12. The one or more non-transitory computer-readable media of claim 10, wherein the instructions further cause the one or more processors to:

update a trust parameter of an episode based on the reward and a function; and

in response to the trust parameter meeting a criterion and a number of rounds completed in the episode has not reached a maximum number, obtain a further query to complete a further round of the episode.

13. The one or more non-transitory computer-readable media of claim 12, wherein the instructions further cause the one or more processors to:

in response to the trust parameter not meeting a criterion and the number of rounds completed in an episode has not reached the maximum number, end the episode.

14. The one or more non-transitory computer-readable media of claim 12, wherein the instructions further cause the one or more processors to:

in response to the number of rounds completed in an episode has reached the maximum number, end the episode.

15. The one or more non-transitory computer-readable media of claim 12, wherein the reward used in updating the parameters of the agent model is based on an updated value of the trust parameter of the episode.

16. The one or more non-transitory computer-readable media of claim 10, wherein computing the reward comprises:

summing the reward values corresponding to a top number of sampled content items having highest scaled semantic relevance scores.

17. The one or more non-transitory computer-readable media of claim 10, wherein computing the reward comprises:

determining a binary flag based on whether a sum of the reward values corresponding to a top number of sampled content items having highest scaled semantic relevance scores is positive or negative.
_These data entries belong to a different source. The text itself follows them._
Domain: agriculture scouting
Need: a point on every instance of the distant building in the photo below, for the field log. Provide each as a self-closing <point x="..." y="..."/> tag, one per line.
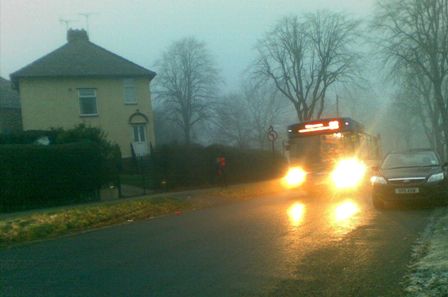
<point x="10" y="117"/>
<point x="81" y="82"/>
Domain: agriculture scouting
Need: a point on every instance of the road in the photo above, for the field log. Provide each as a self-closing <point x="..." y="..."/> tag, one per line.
<point x="285" y="245"/>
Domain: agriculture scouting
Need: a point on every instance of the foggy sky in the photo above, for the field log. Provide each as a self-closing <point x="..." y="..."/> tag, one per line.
<point x="141" y="30"/>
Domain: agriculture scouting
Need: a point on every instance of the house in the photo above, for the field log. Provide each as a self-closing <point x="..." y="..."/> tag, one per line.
<point x="10" y="116"/>
<point x="83" y="83"/>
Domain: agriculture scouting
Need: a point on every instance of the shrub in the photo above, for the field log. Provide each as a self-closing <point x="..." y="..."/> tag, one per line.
<point x="180" y="165"/>
<point x="41" y="176"/>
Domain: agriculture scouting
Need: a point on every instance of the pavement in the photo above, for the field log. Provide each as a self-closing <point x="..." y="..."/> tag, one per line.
<point x="279" y="245"/>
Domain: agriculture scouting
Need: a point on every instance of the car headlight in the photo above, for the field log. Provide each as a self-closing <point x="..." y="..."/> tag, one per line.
<point x="436" y="177"/>
<point x="295" y="177"/>
<point x="348" y="173"/>
<point x="379" y="180"/>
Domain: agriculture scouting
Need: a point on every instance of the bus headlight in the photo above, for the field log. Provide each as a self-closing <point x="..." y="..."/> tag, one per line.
<point x="378" y="180"/>
<point x="295" y="177"/>
<point x="348" y="173"/>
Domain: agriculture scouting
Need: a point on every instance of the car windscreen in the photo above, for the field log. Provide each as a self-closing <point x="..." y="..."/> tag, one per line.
<point x="410" y="159"/>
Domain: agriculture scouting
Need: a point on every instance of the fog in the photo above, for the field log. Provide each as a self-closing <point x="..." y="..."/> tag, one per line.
<point x="142" y="30"/>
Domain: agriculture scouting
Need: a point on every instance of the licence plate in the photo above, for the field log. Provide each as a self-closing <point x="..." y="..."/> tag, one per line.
<point x="407" y="190"/>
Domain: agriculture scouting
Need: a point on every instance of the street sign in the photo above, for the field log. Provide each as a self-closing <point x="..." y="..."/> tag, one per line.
<point x="272" y="134"/>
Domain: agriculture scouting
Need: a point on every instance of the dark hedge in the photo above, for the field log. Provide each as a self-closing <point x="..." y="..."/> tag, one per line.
<point x="41" y="176"/>
<point x="186" y="166"/>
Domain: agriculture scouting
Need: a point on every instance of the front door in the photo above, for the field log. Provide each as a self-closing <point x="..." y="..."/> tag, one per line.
<point x="140" y="143"/>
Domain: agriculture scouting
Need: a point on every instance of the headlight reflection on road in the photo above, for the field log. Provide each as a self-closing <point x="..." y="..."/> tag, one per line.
<point x="348" y="174"/>
<point x="345" y="210"/>
<point x="296" y="213"/>
<point x="344" y="216"/>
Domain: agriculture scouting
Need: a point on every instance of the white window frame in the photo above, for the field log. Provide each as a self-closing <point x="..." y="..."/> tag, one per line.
<point x="141" y="133"/>
<point x="80" y="97"/>
<point x="129" y="91"/>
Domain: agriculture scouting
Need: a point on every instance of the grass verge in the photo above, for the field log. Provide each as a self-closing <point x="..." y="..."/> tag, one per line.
<point x="51" y="223"/>
<point x="429" y="276"/>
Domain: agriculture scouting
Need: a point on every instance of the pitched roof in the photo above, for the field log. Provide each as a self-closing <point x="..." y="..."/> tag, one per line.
<point x="80" y="58"/>
<point x="9" y="98"/>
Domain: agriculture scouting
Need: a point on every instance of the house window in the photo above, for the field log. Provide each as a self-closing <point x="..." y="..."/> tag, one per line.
<point x="139" y="133"/>
<point x="130" y="95"/>
<point x="87" y="102"/>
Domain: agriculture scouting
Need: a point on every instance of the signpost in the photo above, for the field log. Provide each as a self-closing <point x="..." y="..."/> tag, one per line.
<point x="272" y="136"/>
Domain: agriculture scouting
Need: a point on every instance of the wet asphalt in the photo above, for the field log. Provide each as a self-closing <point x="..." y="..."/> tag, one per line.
<point x="284" y="245"/>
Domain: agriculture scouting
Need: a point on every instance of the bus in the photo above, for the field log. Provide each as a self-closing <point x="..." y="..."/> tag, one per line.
<point x="334" y="152"/>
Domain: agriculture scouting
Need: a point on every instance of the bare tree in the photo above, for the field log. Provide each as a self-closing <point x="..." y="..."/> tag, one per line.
<point x="304" y="57"/>
<point x="186" y="83"/>
<point x="243" y="118"/>
<point x="415" y="43"/>
<point x="233" y="122"/>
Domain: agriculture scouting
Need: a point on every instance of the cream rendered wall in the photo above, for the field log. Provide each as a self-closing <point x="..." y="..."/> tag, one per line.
<point x="53" y="102"/>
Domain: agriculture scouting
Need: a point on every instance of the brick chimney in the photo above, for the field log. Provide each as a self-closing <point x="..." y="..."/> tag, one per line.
<point x="77" y="35"/>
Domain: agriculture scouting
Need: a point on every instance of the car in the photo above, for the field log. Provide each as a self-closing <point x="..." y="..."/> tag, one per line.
<point x="408" y="176"/>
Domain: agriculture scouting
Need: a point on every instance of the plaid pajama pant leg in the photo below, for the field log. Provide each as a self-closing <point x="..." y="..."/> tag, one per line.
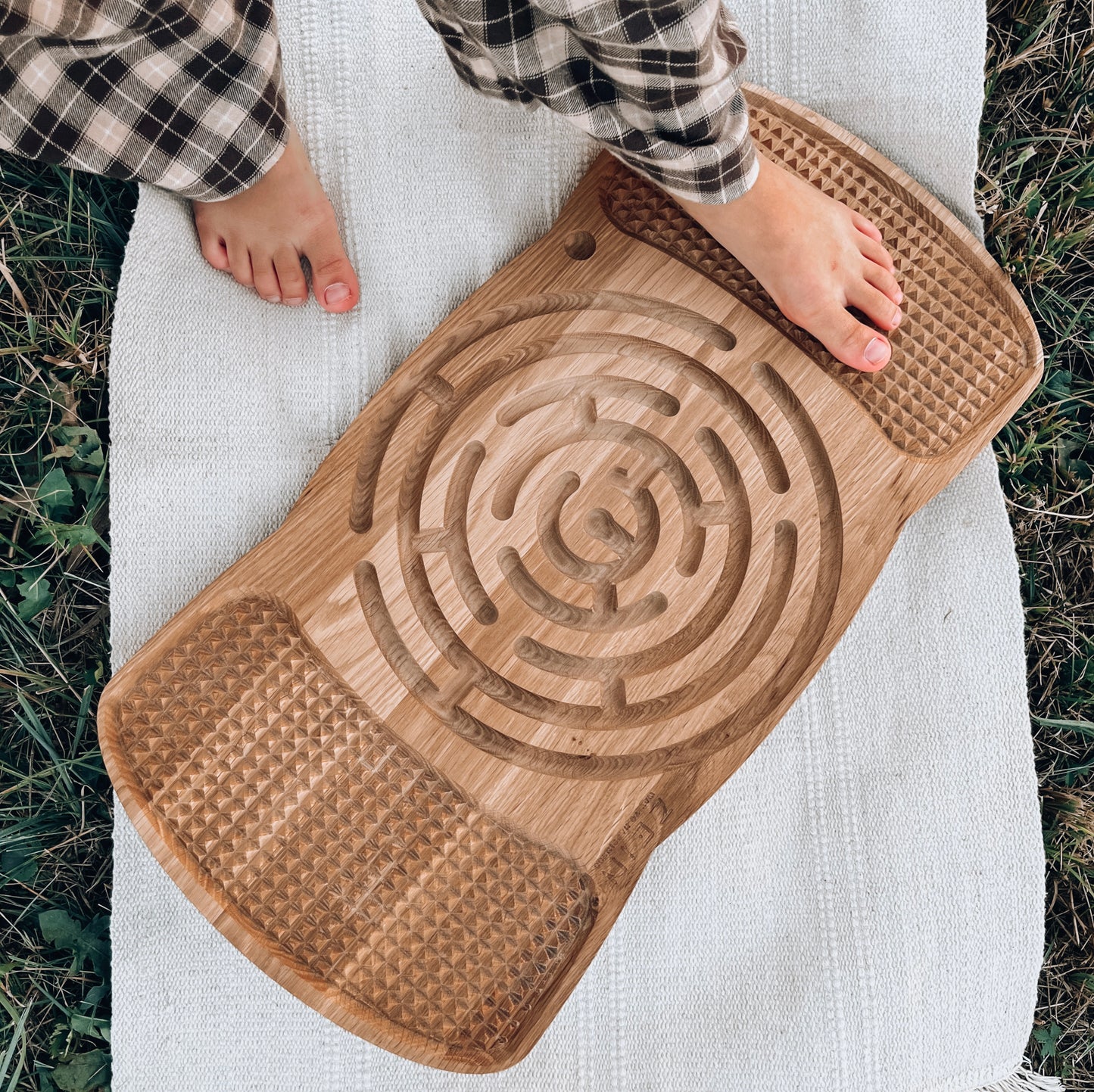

18. The one or more non-transitory computer-readable media of claim 10, wherein updating the parameters of the agent model comprises calculating a long-term reward based on a weighted sum of the reward and one or more rewards of future rounds in an episode.

19. A method, comprising:

obtaining a context;

randomly sample, from content items corresponding to the context, a number of sampled content items;

determining contextual relevance scores corresponding to the sampled content items, wherein a contextual relevance score measures contextual affinity of a content item to the context;

determining bucket identifiers corresponding to the sampled content items;

determining, using parameters of an agent model and an embedding of the context, an action vector comprising weights corresponding to different bucket identifiers;

for each sampled content item, scaling the contextual relevance score based on the bucket identifier corresponding to the sampled content item and a weight in the action vector corresponding to the bucket identifier;

sorting the sampled content items based on scaled contextual relevance scores;

determining a top number of content items having scaled contextual relevance scores;

computing a reward based on reward values corresponding to a top number of content items having highest scaled contextual relevance scores; and

updating the parameters of the agent model based on the context, the action vector, and the reward.

20. The method of claim 19, wherein determining the contextual relevance scores comprises:

determining a first feature vector representing the context;

determining second feature vectors representing metadata of the sampled content items respectively; and

determining a dot product of the first feature vector and each one of the second feature vectors, wherein the contextual relevance scores are based on the dot products.